|
By Joy Watters
LEADING FORENSIC pathologist Professor Derrick Pounder is keeping an open mind on the death of Pakistani cricket coach Bob Woolmer in Jamaica, but is convinced the system which carried out the medical investigaton is flawed.
He describes the island’s forensic pathology service as overwhelmed and understaffed by pathologists who have a lack of proper qualifications.
Bob Woolmer (59), a former England player, was found unconscious on the floor of his Kingston hotel a fortnight ago on Sunday. Initial reports were inconclusive about the cause of death but later a forensic pathologist concluded he had been strangled.
A team of four Scotland Yard officers has just arrived in Jamaica to review the investigation, but Professor Pounder yesterday said it would be wise to have another autopsy.
The Dundee University professor of forensic medicine’s human rights work has taken him to the Caribbean island and he has observed autopsies in cases where people have been shot by the police or army and concludes the system has reliability problems.
Jamaica is a poor country with a population the size of Wales but 1400 murders a year. The system has been overwhelmed by this extreme violence, he says.
Forensic pathology is provided by Indian doctors not Jamaicans.
“There are very few of them, working in poor conditions with very poor organisation,” he said. “They have a relatively low level of skills and would not be permitted to perform homicide autopsies in the UK with the level of training that they have.
“I have a high degree of scepticism that their diagnosis is correct in this case.”
He said that in Tayside, Fife and Central there were deaths every year when a drinker had fallen or stumbled, had an accident and died. Bob Woolmer was said to have been drinking before his death.
“In these deaths locally, often the scene looks very suspicious, there may be a lot of blood and it is very chaotic. Bob Woolmer was seen to have been drinking heavily and there was a lot of blood because of the injury to his nose. All of this might look suspicious but may not necessarily be so.
“From what I read in the Jamaican papers, there were no external injuries to the neck—but when they dissected the neck, it was found he had a fracture in the area of the voice box. The precise details of this have not been released but such an injury can be due to accidental death as well as strangulation.

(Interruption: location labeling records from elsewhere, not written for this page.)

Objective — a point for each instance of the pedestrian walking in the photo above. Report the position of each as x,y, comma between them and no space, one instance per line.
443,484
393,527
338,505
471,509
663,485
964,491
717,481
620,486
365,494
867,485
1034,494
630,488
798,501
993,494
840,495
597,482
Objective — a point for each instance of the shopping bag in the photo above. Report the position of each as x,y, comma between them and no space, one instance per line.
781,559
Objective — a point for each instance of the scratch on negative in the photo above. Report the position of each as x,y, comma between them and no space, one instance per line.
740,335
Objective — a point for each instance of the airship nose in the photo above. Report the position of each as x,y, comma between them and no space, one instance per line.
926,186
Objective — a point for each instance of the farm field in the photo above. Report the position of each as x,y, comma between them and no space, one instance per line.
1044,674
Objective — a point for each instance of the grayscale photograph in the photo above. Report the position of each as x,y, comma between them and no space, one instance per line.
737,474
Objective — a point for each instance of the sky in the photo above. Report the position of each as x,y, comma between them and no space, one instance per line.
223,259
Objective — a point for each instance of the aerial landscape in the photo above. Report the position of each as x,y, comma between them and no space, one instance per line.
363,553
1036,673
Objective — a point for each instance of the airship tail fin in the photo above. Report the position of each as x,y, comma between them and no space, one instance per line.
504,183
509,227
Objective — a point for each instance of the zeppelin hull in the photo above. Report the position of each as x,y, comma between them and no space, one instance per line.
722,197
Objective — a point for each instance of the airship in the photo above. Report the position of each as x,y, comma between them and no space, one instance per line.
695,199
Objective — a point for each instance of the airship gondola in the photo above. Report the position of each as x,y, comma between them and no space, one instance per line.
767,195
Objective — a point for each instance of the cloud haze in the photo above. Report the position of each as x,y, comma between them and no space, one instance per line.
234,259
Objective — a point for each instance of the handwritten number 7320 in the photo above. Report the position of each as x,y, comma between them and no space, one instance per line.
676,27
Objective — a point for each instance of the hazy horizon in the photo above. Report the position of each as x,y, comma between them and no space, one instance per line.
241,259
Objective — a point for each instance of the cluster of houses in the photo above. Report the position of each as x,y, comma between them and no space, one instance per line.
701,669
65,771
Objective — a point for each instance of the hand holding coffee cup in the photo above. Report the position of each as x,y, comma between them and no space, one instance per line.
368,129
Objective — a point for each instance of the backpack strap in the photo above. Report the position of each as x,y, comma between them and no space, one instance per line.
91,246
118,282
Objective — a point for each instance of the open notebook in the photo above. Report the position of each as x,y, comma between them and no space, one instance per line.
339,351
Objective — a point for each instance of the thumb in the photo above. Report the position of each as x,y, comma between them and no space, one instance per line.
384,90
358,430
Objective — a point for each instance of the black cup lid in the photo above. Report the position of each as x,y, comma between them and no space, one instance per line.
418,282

“There are Jamaican pathologists who are competent to carry out homicide autopsies but don’t want to,” he said, explaining that it was a “politically highly sensitive” occupation.
The professor said the Woolmer case reflected the general problems affecting Jamaica’s investigations.
“Amnesty International has some pretty strong things to say about them, putting the spotlight on claims police death squads were killing criminals.”